Cabrera has been elevating the ball better of late, Jim Leyland noted before Sunday's game, and in the middle of the Tigers' wipeout of the White Sox -- the coup de grace for Chicago -- Cabrera drove a ball to the middle of the field -- straight up, and straight out, his 26th homer of the season, the 273rd homer of his career. He's got 1,564 career hits, 971 RBI, and he's hitting .329 -- the sixth year in his career in which he's hit better than .300.
"He's got to take care of himself," said Guillen, "but he's a great hitter."
Sunday's longest home runs
Player Distance (in feet)
Mike Napoli 446
Lucas Duda 442
Miguel Cabrera 438
Jose Bautista 435
Matt Kemp 429
Nobody should go to sleep on the Tigers in the postseason, because this is a team locked in at the plate: Detroit went 24 for 48 on Sunday night, with everyone from Cabrera to Victor Martinez to Alex Avila driving the ball the other way.
From ESPN Stats & Info: Thirteen of the Tigers' 24 hits came on outside pitches. The thirteen hits on outside pitches matches the most by any team in a game this season. The last team to do it was the White Sox, who did it in a 14-inning win over the Indians on August 16. The Tigers were 13 for 22 in at-bats ending in outside pitches, including Andy Dirks' home run. For the season, the Tigers are hitting .256 in at-bats ending in outside pitches, fourth-highest in baseball (behind the Red Sox, Yankees, and Phillies).

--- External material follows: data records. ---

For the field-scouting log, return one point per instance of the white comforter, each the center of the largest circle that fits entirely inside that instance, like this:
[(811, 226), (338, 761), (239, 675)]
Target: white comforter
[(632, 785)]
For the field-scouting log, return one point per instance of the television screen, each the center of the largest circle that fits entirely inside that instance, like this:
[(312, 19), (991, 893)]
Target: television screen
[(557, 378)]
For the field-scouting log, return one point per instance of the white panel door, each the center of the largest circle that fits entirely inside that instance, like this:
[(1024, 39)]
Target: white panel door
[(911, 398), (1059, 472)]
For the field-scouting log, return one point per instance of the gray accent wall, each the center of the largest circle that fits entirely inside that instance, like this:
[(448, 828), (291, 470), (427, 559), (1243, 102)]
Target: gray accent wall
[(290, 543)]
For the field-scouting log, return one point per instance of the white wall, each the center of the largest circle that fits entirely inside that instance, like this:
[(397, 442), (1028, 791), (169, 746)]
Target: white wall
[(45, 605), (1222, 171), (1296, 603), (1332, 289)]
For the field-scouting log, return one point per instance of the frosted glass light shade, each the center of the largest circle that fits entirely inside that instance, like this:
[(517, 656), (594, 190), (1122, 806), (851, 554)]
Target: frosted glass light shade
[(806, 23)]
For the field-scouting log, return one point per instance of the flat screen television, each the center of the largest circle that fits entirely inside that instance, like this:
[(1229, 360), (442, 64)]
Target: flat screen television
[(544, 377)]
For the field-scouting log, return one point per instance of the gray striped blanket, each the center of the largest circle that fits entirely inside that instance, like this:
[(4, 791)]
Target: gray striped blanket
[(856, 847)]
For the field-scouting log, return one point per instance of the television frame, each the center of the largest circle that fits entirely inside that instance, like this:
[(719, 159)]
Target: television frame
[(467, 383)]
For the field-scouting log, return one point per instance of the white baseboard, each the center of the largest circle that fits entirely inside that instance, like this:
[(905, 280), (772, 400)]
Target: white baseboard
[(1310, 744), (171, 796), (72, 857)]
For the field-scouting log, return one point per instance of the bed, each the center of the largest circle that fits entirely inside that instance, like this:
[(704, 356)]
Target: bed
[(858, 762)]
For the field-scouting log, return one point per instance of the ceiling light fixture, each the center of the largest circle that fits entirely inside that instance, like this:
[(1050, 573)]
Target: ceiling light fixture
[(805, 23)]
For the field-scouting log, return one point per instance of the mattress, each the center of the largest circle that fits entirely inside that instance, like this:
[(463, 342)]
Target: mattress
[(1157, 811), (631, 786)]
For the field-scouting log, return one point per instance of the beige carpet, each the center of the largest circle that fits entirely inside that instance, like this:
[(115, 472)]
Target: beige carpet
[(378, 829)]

Max Scherzer threw seven shutout innings, the 18th time in his 29 starts he's allowed two earned runs or less. Also from ESPN Stats and Info, how he won:
A) Scherzer's fastball averaged 94.5 MPH Sunday, his highest average velocity on his fastball since June 20, 2010.
B) Perhaps because of the Tigers' large lead, Scherzer's threw a first-pitch strike to 20 of 26 hitters (76.9 percent), his third-highest percentage of the season. With an 8-0 lead after the fourth inning, Scherzer threw first-pitch strikes to 11 of the 13 hitters he faced in the fifth inning and later.
C) Given the large lead, Scherzer came after the White Sox hitters in the strike zone. In the first three innings, 43.5 percent of Scherzer's pitches were in the strike zone according to the PitchF/X; in his final four innings, 62.7 percent of his pitches were in the strike zone.
D) Scherzer threw 17 sliders with two strikes, five more than in any of his starts in the last three seasons. He got five outs with his slider with two strikes, matching his most in the last three seasons.
The Tigers' finished off the White Sox, writes Michael Rosenberg. It was a drubbing, as Lynn Henning writes. Brennan Boesch will be lost for the season, because of thumb surgery.